The oak leaves began to rustle in the hill winds; the crows cawed from the woods.
"Oui c'est moi," she said at length.
"I shall never call you Sweetheart again," I said, smiling.
"Who knows?" she laughed, and leaned over to pick a blade of wild wheat. She coloured faintly a moment later, and said: "I didn't mean that, Jack."
And so Sweetheart took her first step across that threshold of mystery, the Temple of Idols. And of the gilded idols within the temple, one shall turn to living flesh at the sound of a voice. And lo! where a child had entered, a woman returned with the key to the Temple of Gilded Idols.
"Jack," said Sweetheart, "you are wrong. No day is too fair to kill in. I shall pick my arms full—full of flowers."
Over the yellow fields, red with the stalks of the buckwheat, crowned with a glimmering cloud of the dusty gold of the golden-rod, Sweetheart passed, pensive, sedate, awed by the burden of sixteen years.
I followed.
Over the curling fern and wind-stirred grasses the silken milkweed seeds sailed, sailed, and the great red-brown butterflies drifted above, ruddy as autumn leaves aglow in the sun.
"On the sand-cliff there are marigolds," said Sweetheart.

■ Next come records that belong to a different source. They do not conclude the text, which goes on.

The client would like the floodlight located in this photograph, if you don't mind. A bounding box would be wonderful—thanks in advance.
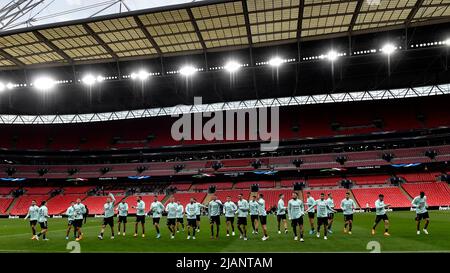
[326,50,339,62]
[224,61,242,73]
[180,65,197,76]
[444,38,450,46]
[381,43,397,55]
[131,70,150,81]
[81,74,96,85]
[269,57,284,67]
[33,76,56,91]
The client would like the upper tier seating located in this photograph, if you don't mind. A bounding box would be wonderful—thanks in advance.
[303,189,348,209]
[24,187,55,195]
[0,197,14,215]
[234,181,275,189]
[348,175,390,185]
[215,189,250,203]
[192,182,233,191]
[402,182,450,206]
[352,187,411,209]
[10,195,49,215]
[47,194,86,215]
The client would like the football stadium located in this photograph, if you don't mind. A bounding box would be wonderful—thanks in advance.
[0,0,450,253]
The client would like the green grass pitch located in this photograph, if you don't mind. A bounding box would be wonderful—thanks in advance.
[0,211,450,253]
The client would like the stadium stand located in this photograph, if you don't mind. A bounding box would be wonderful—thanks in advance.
[215,189,250,203]
[234,181,275,189]
[193,182,233,190]
[352,187,411,208]
[63,186,94,194]
[402,182,450,207]
[47,194,86,215]
[9,195,49,216]
[0,197,14,215]
[348,175,390,185]
[307,177,342,187]
[24,187,55,195]
[303,189,348,209]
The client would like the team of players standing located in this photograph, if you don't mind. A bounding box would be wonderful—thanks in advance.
[25,189,430,242]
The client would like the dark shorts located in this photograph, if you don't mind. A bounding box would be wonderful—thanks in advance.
[209,215,220,225]
[167,218,177,226]
[291,216,303,225]
[136,215,145,224]
[375,214,389,223]
[317,217,328,226]
[344,214,353,222]
[259,215,267,225]
[39,221,48,229]
[416,211,430,221]
[188,219,197,228]
[103,216,114,227]
[73,219,83,228]
[238,217,247,226]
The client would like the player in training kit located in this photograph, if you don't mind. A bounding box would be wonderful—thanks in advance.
[194,198,206,232]
[117,199,128,236]
[208,195,222,240]
[185,198,198,240]
[223,196,237,237]
[307,193,336,240]
[277,194,287,234]
[372,194,391,236]
[411,191,430,235]
[36,201,50,241]
[287,192,305,242]
[166,197,178,239]
[327,193,334,234]
[258,194,269,241]
[25,200,39,240]
[306,192,316,234]
[341,192,356,235]
[176,201,184,233]
[73,198,87,241]
[237,193,250,241]
[132,196,146,237]
[248,195,259,234]
[98,193,116,240]
[150,195,164,239]
[66,201,77,240]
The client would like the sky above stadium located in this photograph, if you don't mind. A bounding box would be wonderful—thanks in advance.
[0,0,202,28]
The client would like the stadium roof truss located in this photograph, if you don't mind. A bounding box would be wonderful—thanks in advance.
[0,0,450,69]
[0,84,450,124]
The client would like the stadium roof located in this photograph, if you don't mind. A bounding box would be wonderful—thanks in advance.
[0,0,450,70]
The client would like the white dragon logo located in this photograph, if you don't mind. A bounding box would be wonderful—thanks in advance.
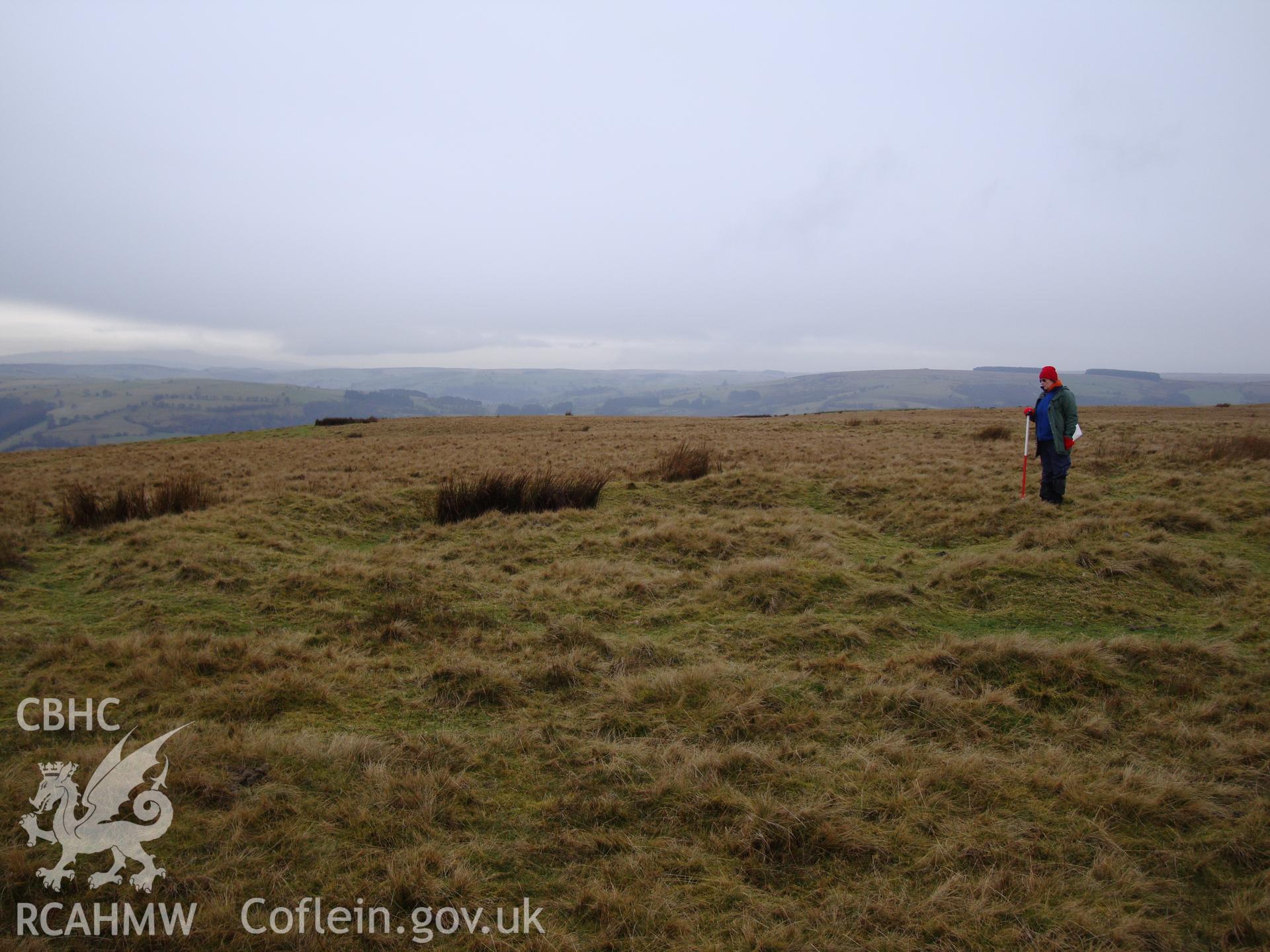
[18,723,189,892]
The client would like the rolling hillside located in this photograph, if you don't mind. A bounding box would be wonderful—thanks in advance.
[0,405,1270,952]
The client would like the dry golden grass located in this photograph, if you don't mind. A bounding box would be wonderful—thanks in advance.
[0,407,1270,951]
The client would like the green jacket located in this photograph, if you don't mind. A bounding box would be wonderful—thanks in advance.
[1033,386,1078,456]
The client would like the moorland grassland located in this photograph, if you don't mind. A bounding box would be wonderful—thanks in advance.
[0,405,1270,952]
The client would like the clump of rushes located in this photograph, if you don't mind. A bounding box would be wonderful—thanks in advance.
[58,472,214,530]
[1198,433,1270,462]
[653,439,714,483]
[437,468,609,524]
[974,422,1009,439]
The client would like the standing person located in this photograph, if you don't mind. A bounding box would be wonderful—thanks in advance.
[1024,367,1077,505]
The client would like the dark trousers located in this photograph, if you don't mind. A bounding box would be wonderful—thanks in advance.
[1037,439,1072,504]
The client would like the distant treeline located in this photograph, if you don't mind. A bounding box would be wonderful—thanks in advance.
[0,397,54,439]
[1086,367,1160,379]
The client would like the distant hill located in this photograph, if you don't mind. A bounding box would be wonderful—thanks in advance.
[0,377,486,450]
[0,364,1270,450]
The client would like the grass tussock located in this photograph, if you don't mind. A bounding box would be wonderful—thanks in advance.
[974,422,1013,440]
[436,468,609,526]
[0,528,28,571]
[653,439,715,483]
[57,472,216,530]
[1197,433,1270,463]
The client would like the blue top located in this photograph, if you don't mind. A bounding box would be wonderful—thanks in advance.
[1037,389,1054,439]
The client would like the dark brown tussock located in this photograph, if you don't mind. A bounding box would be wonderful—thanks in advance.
[974,424,1011,440]
[653,440,714,483]
[437,469,609,526]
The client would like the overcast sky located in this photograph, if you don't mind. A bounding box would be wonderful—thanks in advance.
[0,0,1270,372]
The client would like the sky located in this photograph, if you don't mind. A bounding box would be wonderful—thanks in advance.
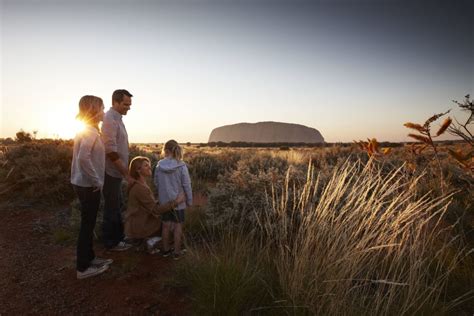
[0,0,474,143]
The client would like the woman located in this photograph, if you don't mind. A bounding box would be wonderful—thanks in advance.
[71,95,112,279]
[125,156,184,254]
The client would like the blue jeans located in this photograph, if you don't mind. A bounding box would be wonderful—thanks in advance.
[102,173,125,248]
[73,185,100,272]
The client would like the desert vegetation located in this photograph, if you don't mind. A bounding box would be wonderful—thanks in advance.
[0,96,474,315]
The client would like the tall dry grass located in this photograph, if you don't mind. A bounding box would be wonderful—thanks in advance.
[180,161,472,315]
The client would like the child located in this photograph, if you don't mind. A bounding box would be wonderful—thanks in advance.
[154,140,193,260]
[124,156,184,254]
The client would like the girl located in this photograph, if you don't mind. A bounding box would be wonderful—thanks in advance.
[71,95,113,279]
[154,140,193,260]
[125,156,184,254]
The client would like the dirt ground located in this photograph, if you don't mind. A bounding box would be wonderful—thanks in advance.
[0,208,191,316]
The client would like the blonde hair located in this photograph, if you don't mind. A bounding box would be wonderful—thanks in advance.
[128,156,151,180]
[76,95,104,124]
[163,139,183,161]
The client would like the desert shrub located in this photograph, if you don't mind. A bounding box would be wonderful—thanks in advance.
[177,233,271,315]
[0,140,73,205]
[184,160,474,315]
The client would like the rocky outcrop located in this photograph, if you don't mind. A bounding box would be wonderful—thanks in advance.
[209,122,324,144]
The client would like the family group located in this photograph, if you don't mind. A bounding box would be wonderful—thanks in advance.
[71,89,193,279]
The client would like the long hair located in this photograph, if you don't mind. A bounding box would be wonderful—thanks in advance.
[163,139,183,161]
[76,95,104,125]
[128,156,150,180]
[127,156,150,194]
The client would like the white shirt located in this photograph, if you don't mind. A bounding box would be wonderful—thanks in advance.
[71,126,105,188]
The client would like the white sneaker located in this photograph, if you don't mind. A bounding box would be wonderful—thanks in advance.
[146,236,161,248]
[91,257,114,267]
[110,241,132,251]
[76,265,109,279]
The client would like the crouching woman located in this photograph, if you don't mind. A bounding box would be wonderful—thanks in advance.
[124,156,184,254]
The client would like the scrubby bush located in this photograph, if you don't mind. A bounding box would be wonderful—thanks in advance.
[182,160,474,315]
[0,140,73,205]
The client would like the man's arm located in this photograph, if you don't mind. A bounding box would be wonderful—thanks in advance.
[102,119,134,183]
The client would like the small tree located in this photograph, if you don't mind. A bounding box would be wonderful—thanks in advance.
[16,129,33,143]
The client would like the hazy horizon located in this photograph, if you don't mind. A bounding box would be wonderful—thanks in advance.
[0,0,474,143]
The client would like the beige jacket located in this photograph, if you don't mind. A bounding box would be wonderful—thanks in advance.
[124,182,175,238]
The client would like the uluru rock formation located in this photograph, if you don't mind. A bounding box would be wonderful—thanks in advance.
[209,122,324,144]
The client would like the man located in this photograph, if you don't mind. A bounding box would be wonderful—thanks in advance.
[102,89,133,251]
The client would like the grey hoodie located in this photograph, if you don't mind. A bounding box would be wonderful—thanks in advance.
[154,158,193,210]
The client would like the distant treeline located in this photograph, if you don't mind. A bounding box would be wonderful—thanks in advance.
[0,138,462,149]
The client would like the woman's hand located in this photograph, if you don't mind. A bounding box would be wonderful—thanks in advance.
[173,193,186,207]
[92,187,102,192]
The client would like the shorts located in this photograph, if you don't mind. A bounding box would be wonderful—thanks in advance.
[161,209,184,223]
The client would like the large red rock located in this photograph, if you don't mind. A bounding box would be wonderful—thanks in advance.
[209,122,324,143]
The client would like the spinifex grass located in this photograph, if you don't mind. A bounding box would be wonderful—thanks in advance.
[181,161,472,315]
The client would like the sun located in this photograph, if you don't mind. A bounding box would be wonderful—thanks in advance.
[52,119,85,139]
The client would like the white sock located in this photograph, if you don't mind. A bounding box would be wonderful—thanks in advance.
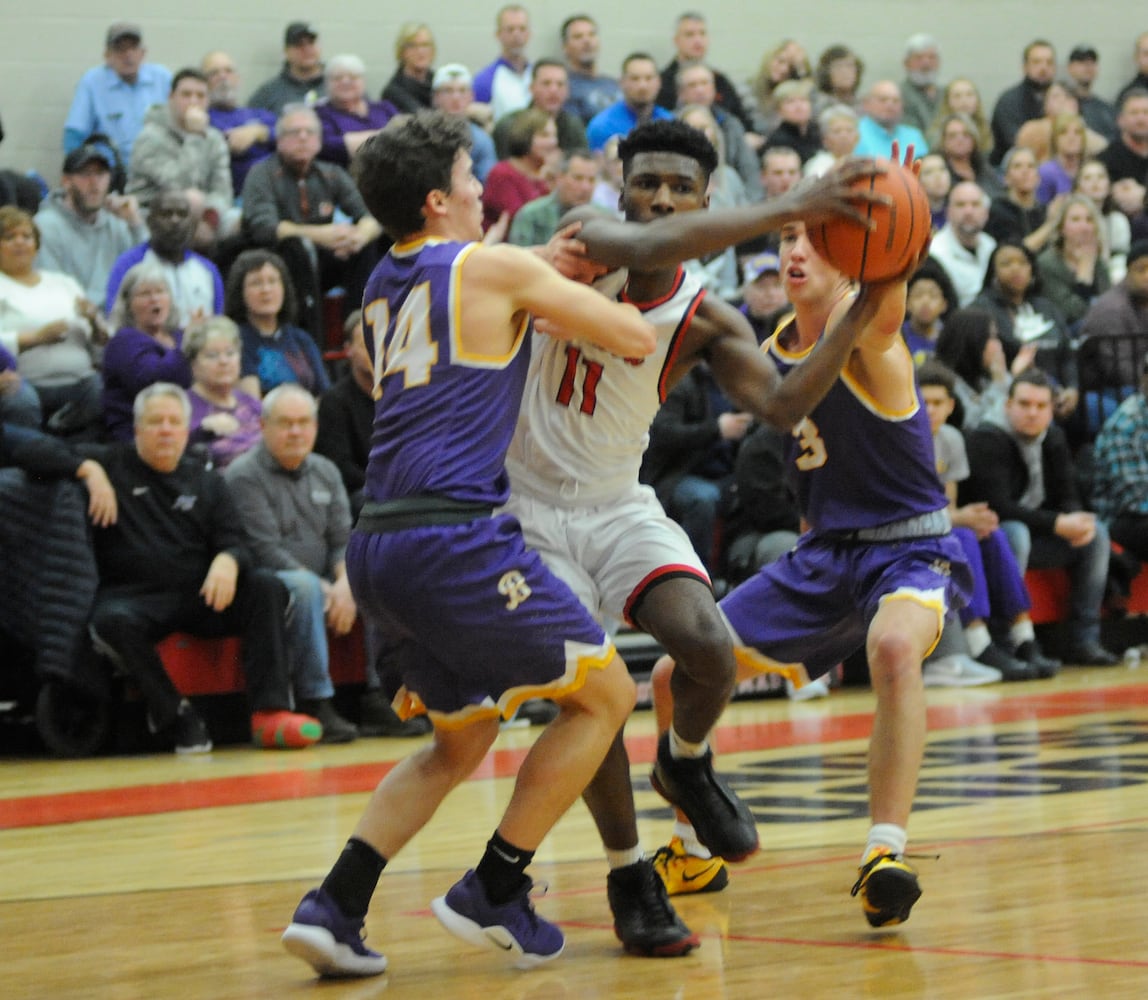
[669,726,709,759]
[1008,618,1037,649]
[606,843,645,871]
[861,823,909,865]
[964,622,993,659]
[674,820,714,858]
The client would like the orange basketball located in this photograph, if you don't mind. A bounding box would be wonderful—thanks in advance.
[806,160,932,281]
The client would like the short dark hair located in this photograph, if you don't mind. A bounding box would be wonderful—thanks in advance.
[169,67,208,94]
[223,249,296,326]
[558,14,598,42]
[1008,369,1055,400]
[917,358,956,400]
[618,119,718,180]
[351,110,470,240]
[506,108,553,156]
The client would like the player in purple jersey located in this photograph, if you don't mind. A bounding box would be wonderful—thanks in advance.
[653,205,971,927]
[284,111,654,976]
[507,122,895,941]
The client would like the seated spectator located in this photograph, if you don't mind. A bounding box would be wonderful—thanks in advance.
[183,316,262,468]
[1080,240,1148,389]
[641,363,752,575]
[247,21,327,115]
[107,191,223,327]
[227,250,331,396]
[974,238,1079,420]
[917,361,1061,687]
[432,62,498,184]
[0,343,44,431]
[933,308,1037,432]
[225,383,358,743]
[1072,160,1132,282]
[929,180,996,307]
[751,38,813,135]
[103,262,192,441]
[315,309,374,518]
[808,45,864,119]
[380,21,435,115]
[506,149,598,247]
[801,104,859,177]
[933,111,1005,197]
[87,382,323,753]
[1092,358,1148,563]
[917,153,953,233]
[242,104,382,342]
[674,63,762,201]
[64,21,171,165]
[740,250,789,343]
[0,206,108,434]
[127,69,238,250]
[36,145,148,310]
[492,59,587,160]
[925,77,993,154]
[957,369,1119,666]
[482,108,559,230]
[985,146,1053,254]
[853,80,929,158]
[1014,80,1108,162]
[585,52,673,153]
[1029,111,1085,204]
[561,14,622,124]
[765,80,821,164]
[200,52,276,195]
[315,55,398,166]
[901,258,956,365]
[1037,194,1112,330]
[654,11,753,130]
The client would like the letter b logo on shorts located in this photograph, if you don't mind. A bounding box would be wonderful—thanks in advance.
[498,569,530,611]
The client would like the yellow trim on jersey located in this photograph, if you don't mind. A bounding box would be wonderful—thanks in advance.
[408,639,618,732]
[449,243,530,369]
[841,335,921,421]
[734,645,809,688]
[878,587,947,659]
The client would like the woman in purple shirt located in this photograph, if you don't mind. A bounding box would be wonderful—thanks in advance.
[315,55,398,166]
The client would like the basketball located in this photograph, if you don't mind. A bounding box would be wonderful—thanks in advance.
[806,160,932,281]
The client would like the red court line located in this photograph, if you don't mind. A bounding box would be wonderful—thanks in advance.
[0,684,1148,830]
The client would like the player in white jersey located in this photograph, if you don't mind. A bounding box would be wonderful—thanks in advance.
[506,122,874,955]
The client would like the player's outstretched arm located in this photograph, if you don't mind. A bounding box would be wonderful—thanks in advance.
[563,160,885,271]
[466,245,658,357]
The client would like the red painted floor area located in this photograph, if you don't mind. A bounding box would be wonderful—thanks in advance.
[0,684,1148,830]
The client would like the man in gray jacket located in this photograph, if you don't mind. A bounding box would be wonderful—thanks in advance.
[36,145,147,311]
[224,383,358,743]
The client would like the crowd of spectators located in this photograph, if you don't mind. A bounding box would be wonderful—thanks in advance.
[0,11,1148,751]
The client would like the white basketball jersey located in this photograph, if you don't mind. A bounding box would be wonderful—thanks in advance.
[506,268,705,506]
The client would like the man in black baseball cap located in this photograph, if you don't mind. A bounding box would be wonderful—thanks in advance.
[1064,42,1117,142]
[247,21,327,115]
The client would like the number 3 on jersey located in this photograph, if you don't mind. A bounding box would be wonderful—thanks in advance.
[363,281,439,398]
[557,344,603,417]
[793,417,828,472]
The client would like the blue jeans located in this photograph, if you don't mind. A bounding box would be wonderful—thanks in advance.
[1001,521,1111,644]
[276,569,335,701]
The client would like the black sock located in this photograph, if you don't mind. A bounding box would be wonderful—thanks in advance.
[321,837,387,920]
[474,830,534,906]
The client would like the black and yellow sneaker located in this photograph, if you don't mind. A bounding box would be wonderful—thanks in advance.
[850,847,921,927]
[653,837,729,896]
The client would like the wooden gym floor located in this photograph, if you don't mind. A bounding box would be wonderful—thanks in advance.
[0,667,1148,1000]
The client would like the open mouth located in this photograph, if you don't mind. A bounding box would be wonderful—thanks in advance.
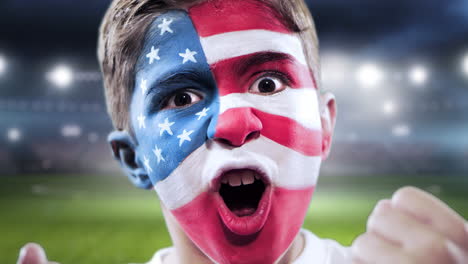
[219,170,266,217]
[217,169,271,236]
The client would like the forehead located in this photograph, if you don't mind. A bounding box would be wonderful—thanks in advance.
[136,0,306,82]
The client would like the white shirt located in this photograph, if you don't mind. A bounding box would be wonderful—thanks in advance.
[141,229,351,264]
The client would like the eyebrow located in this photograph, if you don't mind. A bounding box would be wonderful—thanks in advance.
[146,71,202,96]
[234,52,294,75]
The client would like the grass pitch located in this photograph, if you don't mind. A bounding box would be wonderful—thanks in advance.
[0,175,468,264]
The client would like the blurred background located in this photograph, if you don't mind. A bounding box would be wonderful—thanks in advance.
[0,0,468,263]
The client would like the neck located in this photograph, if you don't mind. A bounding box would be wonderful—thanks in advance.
[161,204,305,264]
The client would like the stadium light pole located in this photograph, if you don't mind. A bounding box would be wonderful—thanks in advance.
[409,65,429,86]
[382,100,397,116]
[46,65,73,90]
[0,54,7,75]
[7,128,22,143]
[462,53,468,76]
[356,63,385,88]
[392,124,411,137]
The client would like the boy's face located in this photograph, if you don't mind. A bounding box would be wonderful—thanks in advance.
[123,0,329,263]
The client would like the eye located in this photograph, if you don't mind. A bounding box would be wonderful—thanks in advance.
[162,90,202,109]
[249,76,287,94]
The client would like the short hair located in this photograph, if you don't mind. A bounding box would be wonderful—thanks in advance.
[97,0,320,132]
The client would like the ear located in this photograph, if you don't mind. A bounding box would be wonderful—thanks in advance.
[107,131,153,189]
[320,92,336,160]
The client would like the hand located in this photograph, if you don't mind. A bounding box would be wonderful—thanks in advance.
[16,243,58,264]
[351,187,468,264]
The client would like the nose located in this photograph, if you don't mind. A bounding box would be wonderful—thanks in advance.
[214,108,262,147]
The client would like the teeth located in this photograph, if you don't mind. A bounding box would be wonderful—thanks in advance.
[224,172,242,186]
[221,177,228,184]
[241,171,255,185]
[221,170,259,187]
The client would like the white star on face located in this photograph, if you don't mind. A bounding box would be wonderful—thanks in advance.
[195,107,210,120]
[153,146,166,164]
[137,114,146,129]
[146,46,161,64]
[140,79,148,95]
[158,118,175,136]
[179,49,197,64]
[143,156,153,173]
[158,18,174,36]
[177,129,193,147]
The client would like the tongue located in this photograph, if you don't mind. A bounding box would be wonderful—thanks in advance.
[232,207,256,217]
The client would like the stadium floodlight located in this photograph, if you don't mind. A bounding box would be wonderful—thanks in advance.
[61,125,81,138]
[382,100,397,116]
[7,128,21,142]
[47,65,73,89]
[356,63,385,88]
[462,54,468,76]
[392,124,411,137]
[0,54,7,75]
[409,65,429,85]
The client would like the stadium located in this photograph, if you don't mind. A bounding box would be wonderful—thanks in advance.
[0,0,468,263]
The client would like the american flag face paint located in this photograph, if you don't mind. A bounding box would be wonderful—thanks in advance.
[130,0,322,263]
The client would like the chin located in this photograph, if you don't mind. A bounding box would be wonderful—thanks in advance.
[171,168,315,264]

I looked at the mass of wild flowers in her arms; her white polished skin reflected the blaze of colour, warming like ivory under their glow.
"Marigolds," I repeated; "we will get some."
"The sand slides on the face of the cliff; you must be careful," she said.
"And I may see one of those rare cliff butterflies. I haven't any good examples."
I fancy she was not listening; the crows were clamouring above the beech woods; the hill winds filled our ears with a sound like the sound of the sea on shoals. Her gray eyes, touched with the sky's deep blue and the blue of the misty hills, looked out across the miles of woods and fields, and saw a world; not a world old, scarred, rock-ribbed, and salt with tears, but a new world, youthful, ripe, sunny, hazy with the splendour of wonders hidden behind the horizon—a world jewelled with gems, spanned by rose-mist rainbows—a world of sixteen years.
"We are already at the cliff's edge," I said.
She stepped to the edge and looked over. I drew her back. The sand started among the rocks, running, running with a sound like silver water.
"Then you shall not go either," she said. "I do not care for marigolds."
But I was already on the edge, stooping for a blossom. The next instant I fell.
There was a whistle of sand, a flurry and a rush of wind, a blur of rock, fern, dead grasses—a cry!
For I remember as I fell, falling I called, "Sweetheart!" and again "Sweetheart!" Then my body struck the rocks below.